The software based Cryptographic Service Provider for RSA allowed keys to be marked ‘not for export’ from a very early release if not the first. The CAPI features used to protect private keys were expanded and exposed as a separate API in Windows 2000 as the Data Protection API. The idea that a computer system should allow private keys to be bound to a particular machine so that they cannot be supported is surely an obvious benefit. Apple has adopted the same approach. It is rather a pity that (to date) no similar feature has been available as a pervasive Linux capability.

The dotCom gold rush spurred many companies to start work on SSL accelerator products but these only began to reach the market after the dotCom boom was already underway. FIPS hardware certifications take some time to acquire and the market was demanding speed rather than security. I am not aware of key protection features in SSL accelerator boards having any impact on the architecture of the WebPKI for the simple reason that most of the early products didn’t support it. The accelerator was typically kicked into action by loading in the private key from a file on disk during the boot sequence. Key protection only became ubiquitous on SSL accelerator products after they were no longer required for performance.

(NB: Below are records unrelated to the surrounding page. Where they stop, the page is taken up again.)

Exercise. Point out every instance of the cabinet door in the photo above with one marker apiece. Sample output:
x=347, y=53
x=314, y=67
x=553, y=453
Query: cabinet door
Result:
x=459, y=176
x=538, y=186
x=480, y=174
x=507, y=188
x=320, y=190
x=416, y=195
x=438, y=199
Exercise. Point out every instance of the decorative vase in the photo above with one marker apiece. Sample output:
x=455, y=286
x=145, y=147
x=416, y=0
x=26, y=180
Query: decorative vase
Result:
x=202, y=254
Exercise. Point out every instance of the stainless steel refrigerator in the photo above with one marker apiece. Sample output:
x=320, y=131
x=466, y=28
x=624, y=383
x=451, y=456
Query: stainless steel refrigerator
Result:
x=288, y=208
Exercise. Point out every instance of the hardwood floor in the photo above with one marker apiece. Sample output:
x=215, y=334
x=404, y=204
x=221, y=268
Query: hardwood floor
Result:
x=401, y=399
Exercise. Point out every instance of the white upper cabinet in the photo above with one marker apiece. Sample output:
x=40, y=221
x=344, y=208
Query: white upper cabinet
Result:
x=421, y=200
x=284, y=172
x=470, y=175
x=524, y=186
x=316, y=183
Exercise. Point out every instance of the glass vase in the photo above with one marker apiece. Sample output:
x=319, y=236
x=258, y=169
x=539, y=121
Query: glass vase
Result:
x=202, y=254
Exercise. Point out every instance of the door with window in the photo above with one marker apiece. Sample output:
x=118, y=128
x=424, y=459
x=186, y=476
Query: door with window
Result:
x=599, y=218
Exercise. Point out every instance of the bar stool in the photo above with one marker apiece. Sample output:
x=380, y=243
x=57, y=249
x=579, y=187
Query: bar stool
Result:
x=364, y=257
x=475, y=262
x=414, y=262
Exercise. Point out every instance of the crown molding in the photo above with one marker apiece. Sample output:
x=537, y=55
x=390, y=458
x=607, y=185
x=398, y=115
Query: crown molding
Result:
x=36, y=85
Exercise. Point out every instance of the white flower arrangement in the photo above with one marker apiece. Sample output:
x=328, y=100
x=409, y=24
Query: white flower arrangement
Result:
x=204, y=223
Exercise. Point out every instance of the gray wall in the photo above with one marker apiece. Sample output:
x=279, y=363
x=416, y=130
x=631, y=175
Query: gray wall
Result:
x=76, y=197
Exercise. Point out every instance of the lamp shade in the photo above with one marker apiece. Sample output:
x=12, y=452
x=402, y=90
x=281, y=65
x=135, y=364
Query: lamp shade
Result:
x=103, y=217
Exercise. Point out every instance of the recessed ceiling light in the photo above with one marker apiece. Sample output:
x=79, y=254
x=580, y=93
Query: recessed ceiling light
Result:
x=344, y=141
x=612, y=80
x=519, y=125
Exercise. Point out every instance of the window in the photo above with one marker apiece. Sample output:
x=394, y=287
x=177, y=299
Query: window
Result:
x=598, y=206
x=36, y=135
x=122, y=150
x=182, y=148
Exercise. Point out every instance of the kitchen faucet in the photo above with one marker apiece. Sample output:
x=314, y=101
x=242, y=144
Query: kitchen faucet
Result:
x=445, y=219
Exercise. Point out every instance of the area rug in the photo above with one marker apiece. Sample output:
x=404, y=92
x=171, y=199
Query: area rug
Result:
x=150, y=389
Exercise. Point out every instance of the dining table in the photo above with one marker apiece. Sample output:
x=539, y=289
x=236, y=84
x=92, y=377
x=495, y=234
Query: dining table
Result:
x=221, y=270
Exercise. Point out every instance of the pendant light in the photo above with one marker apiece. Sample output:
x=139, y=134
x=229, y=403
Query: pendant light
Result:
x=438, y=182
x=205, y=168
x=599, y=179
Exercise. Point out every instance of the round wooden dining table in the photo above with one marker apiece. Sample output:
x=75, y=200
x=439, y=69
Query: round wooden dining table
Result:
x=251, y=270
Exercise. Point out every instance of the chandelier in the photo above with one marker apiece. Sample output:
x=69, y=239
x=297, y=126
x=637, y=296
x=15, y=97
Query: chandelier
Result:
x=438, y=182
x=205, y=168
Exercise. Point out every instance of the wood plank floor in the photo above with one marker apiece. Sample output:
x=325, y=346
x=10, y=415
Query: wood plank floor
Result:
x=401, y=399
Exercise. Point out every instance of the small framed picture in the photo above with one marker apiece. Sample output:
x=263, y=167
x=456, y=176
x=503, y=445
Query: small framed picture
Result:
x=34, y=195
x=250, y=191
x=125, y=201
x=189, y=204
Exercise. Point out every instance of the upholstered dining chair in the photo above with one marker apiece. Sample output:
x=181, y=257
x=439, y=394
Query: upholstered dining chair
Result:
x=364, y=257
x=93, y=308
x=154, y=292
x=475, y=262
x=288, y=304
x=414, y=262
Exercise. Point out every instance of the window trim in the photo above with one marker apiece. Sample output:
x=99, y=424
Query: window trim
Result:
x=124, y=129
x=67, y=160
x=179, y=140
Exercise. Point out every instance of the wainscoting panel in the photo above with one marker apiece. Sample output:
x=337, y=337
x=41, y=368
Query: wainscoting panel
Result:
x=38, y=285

I am also curious to know how Valicert could be the ‘lead creators’ of OCSP when the company was formed in 1996 and the original OCSP protocol designed by Mike Meyers and Warwick Ford at VeriSign was designed to support Microsoft’s Authenticode which launched in 1996. I wrote the first Internet Draft for OSCP from Mike’s original design notes. The main change ValiCert made was to convert my sane encoding into ASN.1 (which not coincidentally is 1.NSA backwards) and to strip out support for using the same infrastructure as a validation protocol. As a result, PKIX ended up with two separate query/response protocol when the same requirements would have been much better met by a single one.